What Career Counseling Services are Available to Veterans?
Without a doubt, if anyone is a good fit or deserving of career counseling services, veterans are among those at the top of the list.
Depending on who you might ask, though, actually identifying and reaching out to such services may be represented as difficult, or straightforward and easy.
Here to make this particular subject a bit clearer to understand, we give you a three-section, basic guide to the world of career counseling services specifically serving our nation’s prized vets.
Private and Non-Profit
Private and non-profit organizations account for a notable percentage of the primary sources of job help for this group of the population.
Private organizations and enterprises are those run and administered by a private person or persons.

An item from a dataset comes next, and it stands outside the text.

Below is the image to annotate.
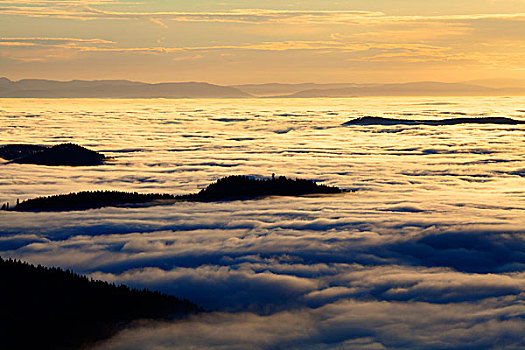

Non-profit groups are those that are considered tax-exempt organizations and that provide a particular, charitable service to the cause. Here are some of the most noteworthy providers of such job services for vets.
- VeteranCCS – This private service open to all vets provides the veteran with many job help resources. A job toolkit, connections to veteran placement services, ample contacts, personalized guidance, and more await here.
- Grace After Fire – This organization is dedicated to overall resource provision to the female veteran specifically. The organization provides vocational resources along with a whole host of others for today’s female vet.
- Wounded Warrior Project – Wounded Warrior Project provides a great variety of resources to vets that have been wounded in their service. Among the organization’s many resources, their Warriors To Work Program helps with all types of vocational needs experienced by veterans. In addition, the organization provides complimentary services that can help in the work effort including transportation and mobility services, psychological supports, and more.
On the academic side of things, there are seemingly endless opportunities for today’s veteran to seek vocational services.
Chances are, if you are affiliated with a school or educational program of any sort, there will be an accompanying department or practice associated with that school to serve this particular purpose.
If additional school is not the objective, it is usually fruitful for the veteran to reach out to their previous educational institutions for this type of help.
As an affiliated student, past or present, services are typically readily available.
Finally, the third category of veteran vocational service-providers is that of the government. There are a number of programs, resources, and official government entities that all handle this type of veteran service. Most of these operate at the federal level.
The chief example of such a veteran service is that of the US Department of Veterans’ Services. From healthcare to job transitions, this is the leading and foremost, representative authority on veteran resources of all types.
Within this department, a vast job center provides the resource pool so often needed. Here, vets can research job opportunities, apply to positions, and seek all types of guidance in-between.
The United States military veteran is an undoubtedly important and valuable resource to our job market today. In order to help this group of patriots always find that position they are best suited to and deserve, many organizations and entities do indeed exist.
This piece is meant to highlight that fact and as well as shine some additional light on some of the specific career counseling options that are available to our valued veterans today.